Journalism and Activism

After studying at Smith College (the same school Betty Friedan had attended two decades earlier) and spending two years in India, Steinem became a freelance journalist in New York. Her Playboy Bunny piece was followed by increasingly political reporting on civil rights, anti-war activism, and the emerging feminist movement.

In 1969, Steinem attended a hearing on abortion rights organized by the feminist group Redstockings. It was a turning point. “I had an abortion when I was in my twenties,” she later said, “and I had never told anyone. Hearing other women speak openly about their experiences changed my life.” She began writing and speaking about feminism with an urgency and eloquence that quickly made her the movement’s most visible spokesperson.

Ms. Magazine

In 1971, Steinem co-founded Ms. magazine with Dorothy Pitman Hughes and other feminists. The first issue — featuring Wonder Woman on the cover — sold out all 300,000 copies in eight days. Ms. was revolutionary: it was the first mainstream publication to cover domestic violence, sexual harassment, pay equity, and reproductive rights as front-page issues.

The magazine’s success reflected Steinem’s ability to communicate feminist ideas to ordinary women — not as abstract theory but as practical reality. Her gift was making the personal political: every woman’s individual struggle with discrimination was part of a larger systemic problem.

Jewish Roots

Steinem’s Jewish heritage, while not central to her public identity, influenced her activism in important ways. Her grandmother Pauline Perlmutter Steinem — a Jewish suffragist — provided a model of women’s activism rooted in Jewish social justice traditions. The Jewish commitment to tikkun olam — repairing the world — runs through Steinem’s work like a thread.

“I grew up knowing that my father’s family had been Jewish,” she has said, “and that my grandmother had been a feminist before I knew the word.” The connection between Jewish ethical tradition and feminist activism is not coincidental: both are rooted in the conviction that the world as it is, is not the world as it should be, and that human beings have a responsibility to close that gap.

Legacy

At ninety, Gloria Steinem remains active — writing, speaking, organizing, and mentoring a new generation of feminists. Her influence is difficult to overstate. She helped transform feminism from a radical movement into a mainstream one, changed the way Americans think about gender, and proved that one voice, if it refuses to be quiet, can change the world.

“The truth will set you free,” she has said, quoting scripture. “But first it will piss you off.” It is a very Jewish sentiment — the prophetic tradition of speaking uncomfortable truths, of naming injustice even when naming it makes you unpopular.
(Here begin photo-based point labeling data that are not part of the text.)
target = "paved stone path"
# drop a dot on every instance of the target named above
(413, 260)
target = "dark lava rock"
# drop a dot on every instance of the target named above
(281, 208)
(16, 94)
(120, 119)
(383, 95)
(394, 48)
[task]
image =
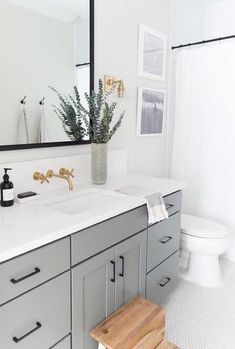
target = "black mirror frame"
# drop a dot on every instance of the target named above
(92, 79)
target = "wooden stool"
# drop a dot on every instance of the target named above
(139, 324)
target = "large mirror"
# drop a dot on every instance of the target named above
(45, 46)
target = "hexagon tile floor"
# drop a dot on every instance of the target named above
(203, 318)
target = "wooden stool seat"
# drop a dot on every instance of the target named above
(139, 324)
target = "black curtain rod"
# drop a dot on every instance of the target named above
(82, 64)
(204, 42)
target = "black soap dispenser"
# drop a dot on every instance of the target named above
(7, 190)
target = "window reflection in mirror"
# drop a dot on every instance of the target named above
(43, 43)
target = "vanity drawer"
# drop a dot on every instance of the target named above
(99, 237)
(64, 344)
(39, 318)
(31, 269)
(163, 240)
(163, 279)
(173, 202)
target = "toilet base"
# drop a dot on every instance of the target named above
(203, 270)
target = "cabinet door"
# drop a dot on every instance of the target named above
(93, 296)
(131, 268)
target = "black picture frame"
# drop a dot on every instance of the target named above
(92, 82)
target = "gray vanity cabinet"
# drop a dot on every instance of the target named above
(131, 268)
(93, 297)
(105, 282)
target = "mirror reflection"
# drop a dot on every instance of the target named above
(44, 43)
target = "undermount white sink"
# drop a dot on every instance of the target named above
(93, 200)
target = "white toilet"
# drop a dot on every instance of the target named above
(204, 241)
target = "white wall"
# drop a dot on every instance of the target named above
(219, 18)
(196, 20)
(116, 53)
(36, 51)
(188, 21)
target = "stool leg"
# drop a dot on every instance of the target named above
(101, 346)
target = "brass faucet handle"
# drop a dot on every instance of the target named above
(65, 172)
(44, 179)
(50, 174)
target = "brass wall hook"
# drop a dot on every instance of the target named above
(111, 83)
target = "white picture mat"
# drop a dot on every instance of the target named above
(140, 109)
(162, 38)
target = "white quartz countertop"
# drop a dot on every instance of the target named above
(26, 226)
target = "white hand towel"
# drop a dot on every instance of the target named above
(23, 132)
(43, 136)
(155, 203)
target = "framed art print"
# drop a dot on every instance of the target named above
(151, 111)
(152, 53)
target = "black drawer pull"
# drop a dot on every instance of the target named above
(113, 279)
(36, 271)
(168, 206)
(17, 340)
(164, 282)
(166, 239)
(123, 266)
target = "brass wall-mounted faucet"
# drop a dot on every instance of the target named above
(63, 174)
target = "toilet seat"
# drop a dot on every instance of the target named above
(202, 228)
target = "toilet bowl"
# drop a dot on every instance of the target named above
(204, 241)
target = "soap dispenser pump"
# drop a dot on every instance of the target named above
(7, 190)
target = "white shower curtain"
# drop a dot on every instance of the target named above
(203, 151)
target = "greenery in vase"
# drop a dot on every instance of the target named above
(94, 120)
(72, 124)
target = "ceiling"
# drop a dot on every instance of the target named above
(65, 10)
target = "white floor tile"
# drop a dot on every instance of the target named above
(203, 318)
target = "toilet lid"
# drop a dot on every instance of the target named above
(201, 227)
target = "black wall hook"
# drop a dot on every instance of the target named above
(42, 102)
(23, 101)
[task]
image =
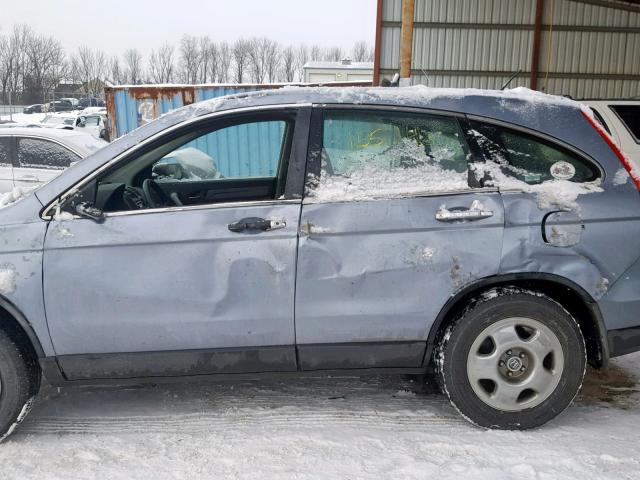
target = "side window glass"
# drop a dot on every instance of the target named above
(630, 116)
(529, 159)
(383, 154)
(5, 152)
(250, 150)
(238, 162)
(38, 153)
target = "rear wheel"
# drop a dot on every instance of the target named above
(514, 360)
(19, 383)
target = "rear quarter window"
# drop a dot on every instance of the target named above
(41, 153)
(531, 159)
(630, 117)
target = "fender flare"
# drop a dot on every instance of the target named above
(488, 282)
(24, 324)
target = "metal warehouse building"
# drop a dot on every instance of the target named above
(582, 48)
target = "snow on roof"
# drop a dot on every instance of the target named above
(342, 65)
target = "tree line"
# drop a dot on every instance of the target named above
(33, 65)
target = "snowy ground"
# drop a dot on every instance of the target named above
(380, 427)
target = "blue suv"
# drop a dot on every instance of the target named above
(488, 237)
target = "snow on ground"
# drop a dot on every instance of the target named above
(349, 428)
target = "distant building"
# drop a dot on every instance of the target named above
(343, 71)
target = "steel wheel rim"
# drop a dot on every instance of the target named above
(515, 364)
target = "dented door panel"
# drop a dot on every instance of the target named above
(171, 281)
(380, 271)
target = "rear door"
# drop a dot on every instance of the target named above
(40, 160)
(391, 228)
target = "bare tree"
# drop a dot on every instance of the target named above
(116, 75)
(361, 52)
(315, 53)
(240, 53)
(302, 57)
(272, 53)
(224, 62)
(333, 54)
(45, 66)
(288, 64)
(264, 57)
(189, 59)
(89, 68)
(209, 62)
(161, 64)
(13, 57)
(133, 65)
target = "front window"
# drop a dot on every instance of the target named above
(234, 162)
(382, 154)
(630, 116)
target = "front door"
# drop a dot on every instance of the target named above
(391, 228)
(192, 270)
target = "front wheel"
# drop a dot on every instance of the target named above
(514, 360)
(19, 383)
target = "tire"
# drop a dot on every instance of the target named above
(19, 383)
(492, 362)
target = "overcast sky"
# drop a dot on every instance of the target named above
(115, 25)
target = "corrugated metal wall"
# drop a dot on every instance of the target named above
(589, 49)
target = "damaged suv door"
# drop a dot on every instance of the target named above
(182, 276)
(391, 227)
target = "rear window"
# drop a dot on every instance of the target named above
(630, 116)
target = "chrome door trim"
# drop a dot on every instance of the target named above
(46, 213)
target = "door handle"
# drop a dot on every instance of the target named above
(475, 212)
(256, 225)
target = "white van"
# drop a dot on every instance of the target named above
(621, 118)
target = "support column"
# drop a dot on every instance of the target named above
(537, 36)
(406, 41)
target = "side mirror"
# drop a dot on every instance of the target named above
(89, 211)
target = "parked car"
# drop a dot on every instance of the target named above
(483, 235)
(89, 102)
(93, 124)
(60, 106)
(36, 108)
(60, 120)
(621, 119)
(32, 156)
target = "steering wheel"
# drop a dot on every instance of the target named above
(155, 196)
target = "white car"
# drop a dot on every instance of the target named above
(94, 124)
(31, 156)
(621, 118)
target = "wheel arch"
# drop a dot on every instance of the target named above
(14, 321)
(567, 293)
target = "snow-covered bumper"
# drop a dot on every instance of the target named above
(620, 308)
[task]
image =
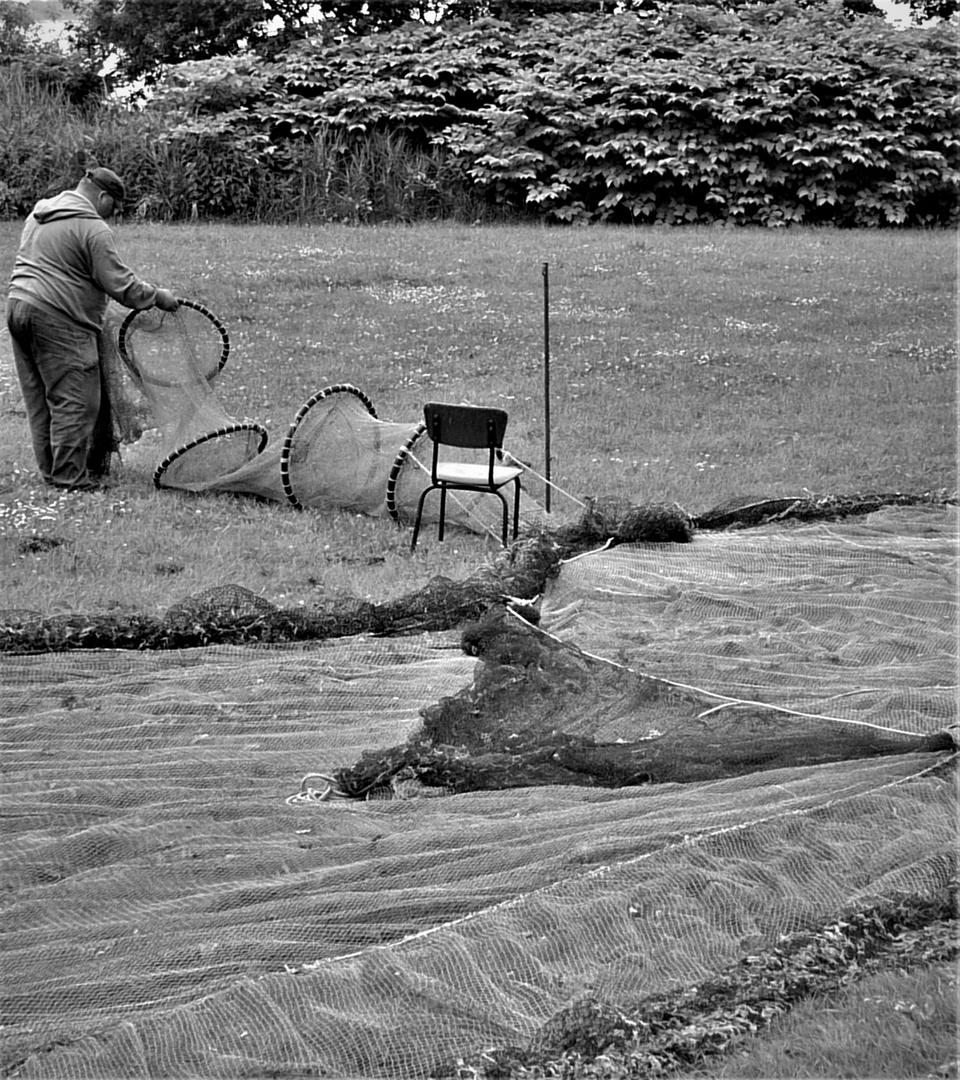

Gloria Steinem has been doing it for sixty years. She has no plans to stop.

Frequently Asked Questions

Is Gloria Steinem Jewish?

Steinem's father, Leo Steinem, was Jewish — the son of German-Jewish immigrants. Her paternal grandmother, Pauline Perlmutter Steinem, was a prominent suffragist and the first woman elected to the National Education Association board. Gloria was not raised religiously but has acknowledged her Jewish heritage as an influence on her activism.

What was Ms. Magazine?

Ms. Magazine was a feminist publication co-founded by Gloria Steinem in 1971. It became the first national magazine to feature stories on domestic violence, sexual harassment, and gender pay gaps. The premiere issue, featuring Wonder Woman on the cover, sold out all 300,000 copies in eight days. Ms. helped mainstream feminist ideas for millions of American women.

Did Gloria Steinem say 'a woman needs a man like a fish needs a bicycle'?

While widely attributed to Steinem, the phrase was originally coined by Australian activist Irina Dunn in 1970. Steinem popularized it in the United States and has always credited Dunn as the originator. The quote became one of the most famous slogans of the feminist movement.